Support Questions

Find answers, ask questions, and share your expertise
Announcements
Celebrating as our community reaches 100,000 members! Thank you!

"Error parsing row: file" Table consists of multiple csv files

avatar
New Contributor

Dear community,

 

I have created a new datatable by uploading a csv file (incl. header / the csv file contains data about a specific months) to HDFS (via Hue). Afterwards I have cleared the cache and uploaded the other csv files (all following csv files have the same column order BUT NO HEADER; average size of every monthly csv file: ~2-4 GB; number of columns: 54).

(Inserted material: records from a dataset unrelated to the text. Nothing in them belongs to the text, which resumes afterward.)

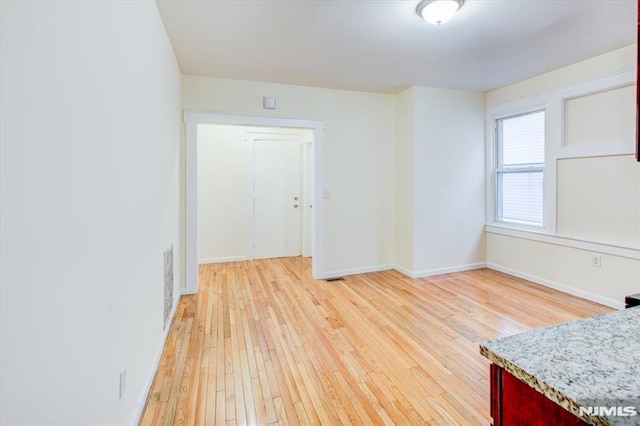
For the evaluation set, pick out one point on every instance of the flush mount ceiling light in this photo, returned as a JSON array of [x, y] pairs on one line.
[[438, 11]]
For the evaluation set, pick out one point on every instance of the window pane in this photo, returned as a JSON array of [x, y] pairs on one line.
[[521, 197], [523, 139]]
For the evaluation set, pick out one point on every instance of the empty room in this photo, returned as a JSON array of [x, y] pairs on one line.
[[324, 212]]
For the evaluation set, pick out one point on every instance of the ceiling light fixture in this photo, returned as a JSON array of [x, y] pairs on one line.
[[438, 11]]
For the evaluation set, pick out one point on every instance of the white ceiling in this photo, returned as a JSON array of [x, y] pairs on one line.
[[383, 46]]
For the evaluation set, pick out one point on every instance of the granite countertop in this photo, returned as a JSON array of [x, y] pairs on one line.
[[594, 362]]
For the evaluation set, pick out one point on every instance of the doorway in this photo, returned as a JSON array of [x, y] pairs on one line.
[[271, 149], [278, 196]]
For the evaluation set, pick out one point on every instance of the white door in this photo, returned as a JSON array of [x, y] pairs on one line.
[[277, 198]]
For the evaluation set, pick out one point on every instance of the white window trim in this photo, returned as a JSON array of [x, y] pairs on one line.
[[553, 102], [498, 169]]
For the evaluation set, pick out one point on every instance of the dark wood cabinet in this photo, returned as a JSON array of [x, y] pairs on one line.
[[514, 403]]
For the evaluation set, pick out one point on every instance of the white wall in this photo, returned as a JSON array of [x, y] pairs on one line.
[[404, 180], [223, 185], [449, 180], [439, 200], [224, 188], [358, 158], [598, 197], [90, 187]]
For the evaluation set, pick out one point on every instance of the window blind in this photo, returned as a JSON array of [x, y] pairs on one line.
[[520, 172]]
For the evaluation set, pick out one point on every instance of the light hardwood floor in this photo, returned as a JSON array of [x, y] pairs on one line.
[[264, 343]]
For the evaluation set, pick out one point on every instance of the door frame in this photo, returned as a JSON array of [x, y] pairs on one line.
[[250, 138], [191, 120]]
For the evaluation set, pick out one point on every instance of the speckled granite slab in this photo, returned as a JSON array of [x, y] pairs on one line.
[[593, 362]]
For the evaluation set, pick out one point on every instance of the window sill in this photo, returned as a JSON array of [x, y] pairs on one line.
[[539, 235]]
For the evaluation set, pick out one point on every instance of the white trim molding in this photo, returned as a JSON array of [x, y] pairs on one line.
[[560, 287], [208, 260], [192, 119], [439, 271], [604, 248], [553, 102], [353, 271], [156, 360]]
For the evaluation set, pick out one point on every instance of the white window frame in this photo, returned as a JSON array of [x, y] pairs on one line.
[[553, 102], [515, 109], [500, 169]]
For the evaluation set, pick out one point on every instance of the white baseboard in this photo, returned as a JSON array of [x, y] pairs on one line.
[[353, 271], [207, 260], [560, 287], [439, 271], [185, 291], [156, 361]]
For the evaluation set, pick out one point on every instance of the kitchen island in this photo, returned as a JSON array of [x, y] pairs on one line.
[[580, 372]]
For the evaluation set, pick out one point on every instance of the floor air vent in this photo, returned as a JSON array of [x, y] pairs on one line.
[[168, 285]]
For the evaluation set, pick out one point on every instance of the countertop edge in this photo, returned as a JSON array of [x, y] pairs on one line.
[[548, 391]]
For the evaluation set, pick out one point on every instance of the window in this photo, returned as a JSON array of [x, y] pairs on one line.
[[520, 169]]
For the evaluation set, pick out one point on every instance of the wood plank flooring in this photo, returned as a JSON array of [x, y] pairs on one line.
[[263, 343]]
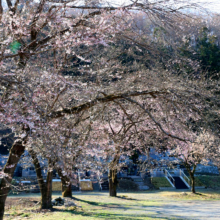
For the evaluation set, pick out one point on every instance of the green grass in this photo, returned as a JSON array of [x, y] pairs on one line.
[[210, 181], [160, 182], [99, 206], [96, 206]]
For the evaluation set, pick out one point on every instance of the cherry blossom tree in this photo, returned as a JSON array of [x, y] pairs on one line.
[[38, 39]]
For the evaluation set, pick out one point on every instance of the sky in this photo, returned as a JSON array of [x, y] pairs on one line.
[[212, 5]]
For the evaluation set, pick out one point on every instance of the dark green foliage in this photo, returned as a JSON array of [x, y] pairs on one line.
[[204, 49], [126, 184]]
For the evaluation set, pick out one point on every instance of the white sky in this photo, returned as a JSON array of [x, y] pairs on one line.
[[212, 5]]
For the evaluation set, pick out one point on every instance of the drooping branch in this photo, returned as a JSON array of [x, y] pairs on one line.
[[156, 122], [107, 98]]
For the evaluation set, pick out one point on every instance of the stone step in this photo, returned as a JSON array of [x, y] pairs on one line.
[[140, 183], [143, 187], [138, 180]]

Typical procedure after uploading a new csv file to the database: INVALIDATE METADATA database_xy

 

When I send a query where every column shall be displayed I get the following Error Messages in Impala:

Error converting column: 6 to TIMESTAMP
Error converting column: 8 to TIMESTAMP
Error converting column: 23 to TIMESTAMP
Error converting column: 50 to TIMESTAMP
Error converting column: 35 to TIMESTAMP
Error converting column: 43 to TIMESTAMP

 

Information for this columns are available after 4 months. Till then there are only NULL values.

 

Query to reproduce these error messages: 

 

SELECT *
FROM database_xy

LIMIT 100

 

For a specific TIMESTAMP column:

SELECT min(exp_date)
FROM database_xy

 

Error (Just a sample of the log box in Hue): 

Error parsing row: file: hdfs://blabla/foo_042019.csv,
before offset: 2432696320
Error converting column: 21 to TIMESTAMP
Error parsing row: file: hdfs://blabla/foo_032019.csv,
before offset: 1895825408
Error converting column: 21 to TIMESTAMP
Error converting column: 21 to TIMESTAMP
Error parsing row: file: hdfs://blabla/foo_022019.csv,
before offset: 2969567232
Error converting column: 21 to TIMESTAMP
Error converting column: 21 to TIMESTAMP

 

 

When I run the queries in Hive I get no error messages at all. How come? And how do i get rid of those error messages in Impala?

 

 

Information about how I created the csv-files locally:

First CSV:

Python (Pandas): Set Options: Separator: Pipe, (only for first csv:) header=True, index=False (so there is no additional useless index column)

 

Subsequent CSVs:

Python (Pandas): Set Options: Separator: Pipe, header=False, index=False (so there is no additional useless index column)

 

When I created the table with the first CSV in Hue I selected the following options:

Field Separator: Pipe

Record Separator: New line

Quote Character: Double Quote

 

Afterwards I have uploaded all the other CSVs in the database's folder to add the new months and invalidated the metadata.

 

Thank you for your help in advance! I hope you enjoyed the Christmas holidays and I wish you a happy New Year's Eve!

 

Best

somedatadude

3 REPLIES 3

avatar
Contributor

The error "Error converting column: 35 to TIMESTAMP" means there was an error when converting column 35 to the TIMESTAMP type.

 

The error "Error parsing row: file: hdfs://blabla/foo_042019.csv, before offset: 2432696320" means there was an error while parsing the row at file offset 2432696320, in the file foo_042019.csv.

 

So it looks like there are several rows in your dataset where certain fields cannot be converted to TIMESTAMPs. You should be able to open up the file, and seek to the specified offset to find the rows that are corrupted.

 

I believe, Hive does not throw an exception when given the same dataset, instead it converts the corrupted rows to NULL. The same behavior can be emulated in Impala by setting 'abort_on_error=false'. However, be warned that setting this option can mask data corruption issues. See https://impala.apache.org/docs/build/html/topics/impala_abort_on_error.html for details.

avatar
New Contributor

Thank you very much for your answer SahilTakiar. Could you tell me what offset means and how i can make Impala showing me the specific row(s) causing the errors?

 

Your answer is very much appreciated! 🙂 Sorry if the question is simple. I am just new to HDFS.

 

Best

avatar
Contributor

Offset means the offset into the actual csv file. So in this case, that means the 2432696320th byte of the file foo_042019.csv. There are multiple tools that should allow you to open the file and seek to the desired offset. For example, you could open the file in vim and run

:goto 2432696320

 which should seek the cursor to the 2432696320th byte of the file, and thus the offending row.